Per precorrere i tempi. E ovviamente per crescere. Ricorda, a chi scrive, Oscar Marchetto di Somec: «Ci siamo incontrati la prima volta otto anni fa, quando fatturavo poco più di 20 milioni. Ora, tra un’acquisizione e l’altra, ho superato la soglia dei 300 milioni, mantenendo lo stesso livello di redditività, e sono pronto a fare ulteriori passi in avanti molto importanti». È un approccio del tutto estranee al chiacchiericcio di alcuni sulla contrapposizione tra piccoli e grandi. «Una diatriba vecchia e inutile» per Stefano Micelli, economista, docente di International Management all’Università di Venezia, che sottolinea come «piccolissimi, piccoli, medi e grandi devono essere parte di un sistema capace di creare coesione sociale ed economica a vantaggio di tutti».
Anticipare le tendenze
Dopodiché: tra i Champions vince il low profile, ma anche lo sguardo «basso», alla realtà e alle tendenze del mercato. E «basso» ha a volte un senso letterale. Esempio, ancora dal Festival Città Impresa appena chiuso a Vicenza. L’amministratore delegato che ha appena finito un dibattito e adesso passeggia per il centralissimo Corso Palladio tiene gli occhi fissi a terra. Dopo qualche attimo diventa chiara la ragione: è concentrato a guardare ogni singolo paio di scarpe, a osservare i gusti e le scelte di ogni consumatore. Sta cioè verificando, letteralmente (di nuovo) passo dopo passo, quali siano le tendenze del mercato.
Ecco perché queste imprese sono la forza del Paese. Lo sappiamo da tempo.
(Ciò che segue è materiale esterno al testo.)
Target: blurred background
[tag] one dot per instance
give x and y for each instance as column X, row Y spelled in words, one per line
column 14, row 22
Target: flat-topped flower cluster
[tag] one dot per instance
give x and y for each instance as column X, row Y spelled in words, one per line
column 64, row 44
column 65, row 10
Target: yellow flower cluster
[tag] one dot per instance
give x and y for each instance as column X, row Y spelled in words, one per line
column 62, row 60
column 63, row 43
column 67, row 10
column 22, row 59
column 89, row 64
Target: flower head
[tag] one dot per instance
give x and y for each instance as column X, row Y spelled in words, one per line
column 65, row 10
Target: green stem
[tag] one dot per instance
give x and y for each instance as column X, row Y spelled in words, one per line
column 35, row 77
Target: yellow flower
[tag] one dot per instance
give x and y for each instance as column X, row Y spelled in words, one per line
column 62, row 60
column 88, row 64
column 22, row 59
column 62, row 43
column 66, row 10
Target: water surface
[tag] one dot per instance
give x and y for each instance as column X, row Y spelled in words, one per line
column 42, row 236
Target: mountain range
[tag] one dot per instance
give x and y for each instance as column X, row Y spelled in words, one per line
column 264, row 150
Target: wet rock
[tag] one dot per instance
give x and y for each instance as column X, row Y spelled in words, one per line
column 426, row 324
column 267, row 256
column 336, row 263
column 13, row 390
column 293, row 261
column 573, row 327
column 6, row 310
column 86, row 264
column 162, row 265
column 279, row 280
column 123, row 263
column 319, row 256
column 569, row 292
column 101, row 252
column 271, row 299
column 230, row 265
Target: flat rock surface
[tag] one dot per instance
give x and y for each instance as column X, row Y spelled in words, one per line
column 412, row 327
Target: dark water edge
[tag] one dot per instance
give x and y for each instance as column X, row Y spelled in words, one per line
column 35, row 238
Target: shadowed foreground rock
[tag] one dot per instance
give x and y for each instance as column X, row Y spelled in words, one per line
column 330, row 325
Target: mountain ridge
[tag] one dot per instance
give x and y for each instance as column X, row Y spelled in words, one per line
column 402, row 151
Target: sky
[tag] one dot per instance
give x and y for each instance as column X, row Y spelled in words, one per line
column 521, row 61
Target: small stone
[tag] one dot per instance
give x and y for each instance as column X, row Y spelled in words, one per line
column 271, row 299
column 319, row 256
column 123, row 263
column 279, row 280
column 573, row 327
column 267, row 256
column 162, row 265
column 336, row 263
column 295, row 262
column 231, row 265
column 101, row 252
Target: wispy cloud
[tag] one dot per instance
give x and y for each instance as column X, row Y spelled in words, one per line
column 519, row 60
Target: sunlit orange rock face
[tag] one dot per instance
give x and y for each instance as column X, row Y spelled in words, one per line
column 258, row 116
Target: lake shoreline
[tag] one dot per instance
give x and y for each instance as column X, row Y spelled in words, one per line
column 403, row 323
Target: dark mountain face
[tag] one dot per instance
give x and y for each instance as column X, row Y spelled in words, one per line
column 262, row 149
Hanno semmai un unico grande limite: non capire che, di fronte all’incapacità della politica di dare risposte ai problemi di attrattività dei territori o a quella delle università di formare giovani all’altezza del mondo 4.0, se vogliono sopravvivere e continuare crescere devono occuparsi — direttamente e insieme — anche di questo. Di attrattività dei territori e di formazione professionale a tutti i livelli, Università inclusa. Lo stanno facendo a Parma aziende top performer come Dallara e Davines, con progetti sui quali convergono e sono impegnate imprese grandi e piccole. Ma Parma è un caso, per quanto bellissimo, isolato. Sono i Champions di tutta Italia che, per rimanere tali, dovranno per forza incominciare ad andare — come dice il sociologo Aldo Bonomi — «oltre le mura dell’impresa».